A glut of companies, new and old, want to marry the benefits of remote work with the efficiency of face-to-face meetings. Alphabet Inc.’s Google will let employees spend two days “wherever they work best.” Lazard Ltd., a 171-year-old financial advisory firm, is following suit for some staff. Asset manager State Street Corp. will close its two Manhattan offices, it said on Aug. 16. Even banking titans will allow some flexibility: Morgan Stanley’s Chief Executive Officer James Gorman sees office-working at “not 100% but not zero percent” of total hours.
“Both workers and managers tend to say that two to three days a week of working from home is ideal,” said Chiara Criscuolo, who researches productivity for the OECD. Communication and professional relationships can suffer after that, she says.
While hybrid work is taking root among educated, well-paid employees, less than half the workforce has that option, according to the McKinsey Global Institute. In the U.K. just 36% of people did some work from home during 2020, even during lockdowns.
Still, as more work happens away from traditional offices, workers will infuse a wider range of communities with their wealth and business knowledge, distributing economic gains more equitably, according to Abigail Adams-Prassl, an economist at the University of Oxford.
That will have some painful consequences. City center cafes, shops and hairdressers catering to professionals are most exposed, with Bloom, Davis and Barrero calculating that a shift to partial working from home will hit annual spending in major U.S. city centers relative to pre-pandemic levels. Manhattan alone would see a drop of 13%, they projected.

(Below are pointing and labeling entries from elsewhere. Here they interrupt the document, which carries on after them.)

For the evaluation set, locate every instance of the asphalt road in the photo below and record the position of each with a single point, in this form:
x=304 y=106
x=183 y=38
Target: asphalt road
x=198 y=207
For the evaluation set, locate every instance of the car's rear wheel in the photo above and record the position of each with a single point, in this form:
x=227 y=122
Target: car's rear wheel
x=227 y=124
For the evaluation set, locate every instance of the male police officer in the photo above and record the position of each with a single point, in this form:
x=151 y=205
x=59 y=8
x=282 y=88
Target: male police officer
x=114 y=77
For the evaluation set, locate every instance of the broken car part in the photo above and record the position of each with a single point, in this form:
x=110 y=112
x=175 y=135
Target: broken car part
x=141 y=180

Wilkes concedes that “a lot of people” will be hurt by the process of change. Nevertheless, he says that “the changes that we’ve been forced into are going to be beneficial on the whole.”

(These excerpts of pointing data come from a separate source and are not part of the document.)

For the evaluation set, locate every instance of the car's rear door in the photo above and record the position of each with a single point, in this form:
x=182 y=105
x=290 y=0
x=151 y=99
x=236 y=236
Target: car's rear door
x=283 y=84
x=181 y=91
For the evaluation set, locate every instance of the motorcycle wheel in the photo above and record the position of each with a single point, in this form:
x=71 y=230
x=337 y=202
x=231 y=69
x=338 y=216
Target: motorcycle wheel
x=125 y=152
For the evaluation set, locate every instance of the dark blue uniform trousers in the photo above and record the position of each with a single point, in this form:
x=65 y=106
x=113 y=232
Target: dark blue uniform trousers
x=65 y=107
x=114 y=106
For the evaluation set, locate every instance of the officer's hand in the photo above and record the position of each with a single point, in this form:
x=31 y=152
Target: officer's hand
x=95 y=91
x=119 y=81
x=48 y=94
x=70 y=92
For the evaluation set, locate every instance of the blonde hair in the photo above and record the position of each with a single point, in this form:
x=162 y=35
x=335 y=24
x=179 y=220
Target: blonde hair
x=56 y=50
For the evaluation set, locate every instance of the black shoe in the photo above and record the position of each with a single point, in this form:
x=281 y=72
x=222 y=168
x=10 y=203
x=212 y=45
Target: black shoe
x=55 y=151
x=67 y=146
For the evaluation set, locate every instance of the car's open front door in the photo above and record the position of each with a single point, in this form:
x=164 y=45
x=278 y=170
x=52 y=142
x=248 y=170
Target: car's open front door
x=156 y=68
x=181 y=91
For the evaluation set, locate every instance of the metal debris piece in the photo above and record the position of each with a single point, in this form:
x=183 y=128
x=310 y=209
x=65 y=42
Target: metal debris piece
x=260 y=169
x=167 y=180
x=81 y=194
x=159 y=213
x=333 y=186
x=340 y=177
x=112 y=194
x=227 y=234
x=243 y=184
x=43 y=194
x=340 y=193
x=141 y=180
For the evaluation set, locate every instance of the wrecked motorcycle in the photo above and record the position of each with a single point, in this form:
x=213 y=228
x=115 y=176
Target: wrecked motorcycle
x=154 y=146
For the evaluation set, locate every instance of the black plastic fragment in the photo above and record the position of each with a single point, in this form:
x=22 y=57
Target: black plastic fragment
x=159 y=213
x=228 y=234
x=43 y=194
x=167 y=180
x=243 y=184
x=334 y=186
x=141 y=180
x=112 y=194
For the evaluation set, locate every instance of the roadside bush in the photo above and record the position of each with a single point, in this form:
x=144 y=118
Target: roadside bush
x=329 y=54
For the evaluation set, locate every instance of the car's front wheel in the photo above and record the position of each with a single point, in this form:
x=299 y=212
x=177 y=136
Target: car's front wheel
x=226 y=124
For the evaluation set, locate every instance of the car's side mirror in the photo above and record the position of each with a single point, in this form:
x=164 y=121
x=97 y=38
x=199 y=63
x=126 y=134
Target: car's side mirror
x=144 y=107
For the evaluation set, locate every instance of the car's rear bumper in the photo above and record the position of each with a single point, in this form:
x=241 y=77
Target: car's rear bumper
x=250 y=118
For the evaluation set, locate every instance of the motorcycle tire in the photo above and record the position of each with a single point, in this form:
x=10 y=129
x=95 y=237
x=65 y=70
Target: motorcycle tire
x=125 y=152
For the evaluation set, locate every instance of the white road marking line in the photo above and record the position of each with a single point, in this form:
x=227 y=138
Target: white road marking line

Hybrid working also has the potential to encourage a more diverse range of people into the workforce, Davis believes, reducing longstanding productivity issues “by making use of the skills of people who were otherwise not working or not working very much.” That includes mothers and people living outside major cities. The flexibility to work from home could also encourage older workers to stay in the labor force for longer, the U.K.’s Office for National Statistics said. That’s a priority for economies confronting ageing populations.

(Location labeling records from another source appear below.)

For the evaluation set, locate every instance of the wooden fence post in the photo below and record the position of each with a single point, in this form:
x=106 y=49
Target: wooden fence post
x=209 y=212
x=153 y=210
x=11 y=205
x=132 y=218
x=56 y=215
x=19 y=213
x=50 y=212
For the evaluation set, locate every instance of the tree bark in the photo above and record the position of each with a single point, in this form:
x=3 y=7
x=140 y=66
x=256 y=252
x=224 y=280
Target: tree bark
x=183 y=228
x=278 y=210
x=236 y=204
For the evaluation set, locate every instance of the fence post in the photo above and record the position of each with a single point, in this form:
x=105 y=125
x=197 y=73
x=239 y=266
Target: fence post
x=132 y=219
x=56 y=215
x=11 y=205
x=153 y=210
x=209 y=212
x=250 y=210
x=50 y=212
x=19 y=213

The U.S. arm of consultancy PricewaterhouseCoopers LLP began ramping up some aspects of hybrid work — including flexibility on where and when to work and training on remote-work technology — back in 2017, says Chief People Officer Michael Fenlon. In 2018 the University of Southern California found that teams worked better and retention improved. The focus has sharpened since COVID-19 hit.
“Pre-pandemic we learned that a culture of trust was essential for well-being and flexibility. Teams that adopted this were reporting stronger relationships, stronger collaboration, better teamwork and stronger relationships with clients,” Fenlon said. “We’ve used the pandemic to become even more intentional and explicit.”
Employers the world over are now grappling with that shift as they try to balance productivity growth with keeping staff creative and happy.
It’s a conundrum that comes 199 years late for Charles Lamb. “My theory is to enjoy life, but my practice is against it,” he wrote to Wordsworth in 1822, lamenting his years spent in smoke-filled offices.
Lamb’s desk-bound successors — and their managers — will soon find out whether they can put their own theories into practice.